I would recommend reading the below from ABCD2199
The Truth about Credit Card Utilization
My 11 Rules to Credit Rebuilding
FICO Score: What to pay down first?
From Birdman7
General Scoring Primer and Version 8 Master Thread rev.5.17.20
@Bogey1975 wrote:I'm new to all this. I just strarted researching FICO and really had no ideal its the standard that banks are using now. Sorry if some of my jargon is off, but I will learn it. Currently my FICO score from my Mortage company report is 669/687/703. I want to get these up and before I start making large payments to these cards I wanted to post them here to find out the best approach. Alot of these card I'm a AU on my wife's accounts most. We have alot of zero balances, do we just leave those zero or put a small amount on them. I also have a 90 day late on a student loan that will come off in June of 2021 will that help at all? Here are my CC accounts.
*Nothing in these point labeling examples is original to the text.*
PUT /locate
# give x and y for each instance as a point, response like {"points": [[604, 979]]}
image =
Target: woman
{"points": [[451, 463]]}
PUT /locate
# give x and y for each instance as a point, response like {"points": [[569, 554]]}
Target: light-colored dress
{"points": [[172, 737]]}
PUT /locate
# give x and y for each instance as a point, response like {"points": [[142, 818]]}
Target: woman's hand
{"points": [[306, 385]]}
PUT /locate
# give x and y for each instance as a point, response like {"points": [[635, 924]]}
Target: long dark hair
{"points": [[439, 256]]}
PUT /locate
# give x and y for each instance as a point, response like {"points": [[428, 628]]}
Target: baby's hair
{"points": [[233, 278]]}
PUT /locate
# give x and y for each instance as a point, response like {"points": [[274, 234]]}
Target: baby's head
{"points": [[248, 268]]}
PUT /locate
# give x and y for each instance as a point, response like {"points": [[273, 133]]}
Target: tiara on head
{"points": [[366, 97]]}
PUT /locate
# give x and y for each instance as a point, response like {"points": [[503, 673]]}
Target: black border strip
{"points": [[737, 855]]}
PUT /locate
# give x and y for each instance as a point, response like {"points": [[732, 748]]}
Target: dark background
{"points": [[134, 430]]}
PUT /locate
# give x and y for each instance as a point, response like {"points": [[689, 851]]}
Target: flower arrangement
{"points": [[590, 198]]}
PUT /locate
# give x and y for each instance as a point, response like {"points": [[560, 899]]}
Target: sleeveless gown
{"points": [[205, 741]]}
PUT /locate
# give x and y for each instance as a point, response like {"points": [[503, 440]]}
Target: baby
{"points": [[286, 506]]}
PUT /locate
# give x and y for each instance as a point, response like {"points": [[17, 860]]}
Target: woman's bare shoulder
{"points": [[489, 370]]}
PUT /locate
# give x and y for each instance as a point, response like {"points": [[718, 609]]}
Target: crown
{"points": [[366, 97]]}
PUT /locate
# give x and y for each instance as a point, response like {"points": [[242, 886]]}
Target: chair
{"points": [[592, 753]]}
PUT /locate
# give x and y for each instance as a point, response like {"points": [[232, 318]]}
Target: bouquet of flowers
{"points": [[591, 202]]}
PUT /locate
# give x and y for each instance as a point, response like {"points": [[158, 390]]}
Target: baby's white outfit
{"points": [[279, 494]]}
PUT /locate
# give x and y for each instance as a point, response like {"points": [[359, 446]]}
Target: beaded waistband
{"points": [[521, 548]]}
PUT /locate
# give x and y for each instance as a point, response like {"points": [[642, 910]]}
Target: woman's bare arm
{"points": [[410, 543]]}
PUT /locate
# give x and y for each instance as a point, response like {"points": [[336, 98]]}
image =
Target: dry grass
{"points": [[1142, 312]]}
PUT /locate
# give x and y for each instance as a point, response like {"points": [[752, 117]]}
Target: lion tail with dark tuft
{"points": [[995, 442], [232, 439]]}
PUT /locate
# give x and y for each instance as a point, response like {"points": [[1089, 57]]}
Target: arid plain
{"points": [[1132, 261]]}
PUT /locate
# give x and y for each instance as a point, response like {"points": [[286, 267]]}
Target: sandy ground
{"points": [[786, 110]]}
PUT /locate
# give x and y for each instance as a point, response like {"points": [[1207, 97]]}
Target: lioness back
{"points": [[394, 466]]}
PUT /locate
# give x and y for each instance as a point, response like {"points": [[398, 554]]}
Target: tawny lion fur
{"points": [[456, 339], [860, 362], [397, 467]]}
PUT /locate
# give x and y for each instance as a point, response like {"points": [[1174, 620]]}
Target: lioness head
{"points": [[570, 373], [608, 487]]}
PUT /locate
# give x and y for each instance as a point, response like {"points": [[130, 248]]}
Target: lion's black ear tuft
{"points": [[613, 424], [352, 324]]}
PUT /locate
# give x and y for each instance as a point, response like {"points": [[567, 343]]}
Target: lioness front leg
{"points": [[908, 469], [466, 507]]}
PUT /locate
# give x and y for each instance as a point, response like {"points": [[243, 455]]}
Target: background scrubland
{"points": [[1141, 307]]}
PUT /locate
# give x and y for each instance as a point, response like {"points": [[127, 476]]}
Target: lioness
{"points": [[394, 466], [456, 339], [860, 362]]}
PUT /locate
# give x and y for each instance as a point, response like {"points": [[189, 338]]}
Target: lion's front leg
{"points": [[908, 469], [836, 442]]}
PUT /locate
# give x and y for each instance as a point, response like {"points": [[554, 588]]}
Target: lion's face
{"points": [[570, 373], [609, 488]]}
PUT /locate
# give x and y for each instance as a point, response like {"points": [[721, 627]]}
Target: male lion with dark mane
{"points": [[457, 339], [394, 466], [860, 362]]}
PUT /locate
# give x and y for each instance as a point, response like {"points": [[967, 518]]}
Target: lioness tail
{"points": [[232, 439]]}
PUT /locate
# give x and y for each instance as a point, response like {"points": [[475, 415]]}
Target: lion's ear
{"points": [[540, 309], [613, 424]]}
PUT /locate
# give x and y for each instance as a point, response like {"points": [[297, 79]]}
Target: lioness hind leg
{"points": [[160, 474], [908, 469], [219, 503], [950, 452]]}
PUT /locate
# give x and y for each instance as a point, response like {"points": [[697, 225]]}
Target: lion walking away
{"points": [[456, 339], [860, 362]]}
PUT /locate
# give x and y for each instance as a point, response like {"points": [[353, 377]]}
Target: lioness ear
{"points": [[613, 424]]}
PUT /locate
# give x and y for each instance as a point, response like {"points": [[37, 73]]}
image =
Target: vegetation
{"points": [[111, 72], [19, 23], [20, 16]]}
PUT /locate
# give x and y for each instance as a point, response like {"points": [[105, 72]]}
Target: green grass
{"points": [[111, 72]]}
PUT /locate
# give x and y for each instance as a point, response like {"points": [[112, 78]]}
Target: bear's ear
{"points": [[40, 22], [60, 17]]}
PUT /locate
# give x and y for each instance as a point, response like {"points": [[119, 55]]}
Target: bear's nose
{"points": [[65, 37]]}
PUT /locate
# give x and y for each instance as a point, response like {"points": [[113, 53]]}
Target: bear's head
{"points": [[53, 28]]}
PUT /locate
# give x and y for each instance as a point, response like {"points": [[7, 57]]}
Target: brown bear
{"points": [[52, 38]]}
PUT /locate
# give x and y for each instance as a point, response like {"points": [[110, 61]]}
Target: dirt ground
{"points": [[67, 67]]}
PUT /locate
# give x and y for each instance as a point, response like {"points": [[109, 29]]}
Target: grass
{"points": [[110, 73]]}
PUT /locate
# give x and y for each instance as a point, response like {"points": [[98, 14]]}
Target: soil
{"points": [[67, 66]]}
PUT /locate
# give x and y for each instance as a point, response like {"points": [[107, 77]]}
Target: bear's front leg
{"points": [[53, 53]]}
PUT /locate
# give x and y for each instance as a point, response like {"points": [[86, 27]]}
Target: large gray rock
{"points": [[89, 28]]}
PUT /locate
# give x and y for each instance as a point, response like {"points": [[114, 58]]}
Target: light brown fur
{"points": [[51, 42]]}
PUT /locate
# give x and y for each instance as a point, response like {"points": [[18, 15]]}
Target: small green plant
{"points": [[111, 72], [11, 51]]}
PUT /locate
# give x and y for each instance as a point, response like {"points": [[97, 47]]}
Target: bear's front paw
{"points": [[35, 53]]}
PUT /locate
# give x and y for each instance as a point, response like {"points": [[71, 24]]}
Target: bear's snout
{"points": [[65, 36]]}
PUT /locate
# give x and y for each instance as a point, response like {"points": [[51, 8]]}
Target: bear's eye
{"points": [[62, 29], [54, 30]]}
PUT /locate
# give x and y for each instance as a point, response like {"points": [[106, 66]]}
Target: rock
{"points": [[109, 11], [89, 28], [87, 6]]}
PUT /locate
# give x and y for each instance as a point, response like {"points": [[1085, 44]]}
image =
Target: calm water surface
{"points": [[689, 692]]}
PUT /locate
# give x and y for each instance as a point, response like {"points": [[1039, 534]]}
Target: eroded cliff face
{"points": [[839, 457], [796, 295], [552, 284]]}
JP Morgan Chase Bank BL 5636 CL 24000
Synchrony BL 0 CL 3500
Sywmc/Cbna Closed BL 0 CL 2001
USAA BL 229 CL 2000
National Tire and Battery BL 0 CL 950
American Express BL 10612 CL 11000 AU
CitiBank BL 3312 CL 9400 AU
TD Bank/Target BL 0 CL 3500 AU
jpmcb BL 0 CL 2500
The/Cbna BL 0 CL 6000 AU
Jpmcb BL 0 CL 8500
Citicards Cbna BL 5637 CL 9210
Syncb/Lumber Liquidators BL 0 CL 3500 AU
Syncb/Paypal BL 274 CL 5070
TD Rcs/Littman Jewel BL 0 CL 5700 AU
Navy Fed BL 3986 CL 5000
Discovery BL 17861 CL 20,000
Navy FCU BL 10538 CL 24000
Navy FCU BL 0 CL 5000
Navy FCU BL 0 CL 5000
Thanks in advance for any advice.
You want as many zero balances as possible, except you want at least one card to report a small balance.
The late falling off will help your scores a lot. You could send verification letters to the bureaus; that sometimes speeds it up.





























I can either pay everything down to 0 without discover. Should I leave discover at 81% or get discovery down to 28% and leave some other balances around 10%? If I get Discover and Amex under 28% should I stay and AU on those?
@Bogey1975 wrote:I can either pay everything down to 0 without discover. Should I leave discover at 81% or get discovery down to 28% and leave some other balances around 10%? If I get Discover and Amex under 28% should I stay and AU on those?
IMHO you should try to get Discover down to 28%, then start zeroing out the others.
And it's fine for you to remove yourself from the AU cards, especially the ones with high utilization.





























@Bogey1975 wrote:Should I leave discover at 81% or get discovery down to 28% and leave some other balances around 10%?
I would take care of any ultra high utilization eye sores first. They are bigger risk red flags and usually harm your scores more than if you were to spread that high utilization out across a handful of cards. SJ recently shared a data point of a substantial gain in taking a high utilization card from 89% or so down into the 40s. I would suggest getting all down to under 28% and then paying them off one by one.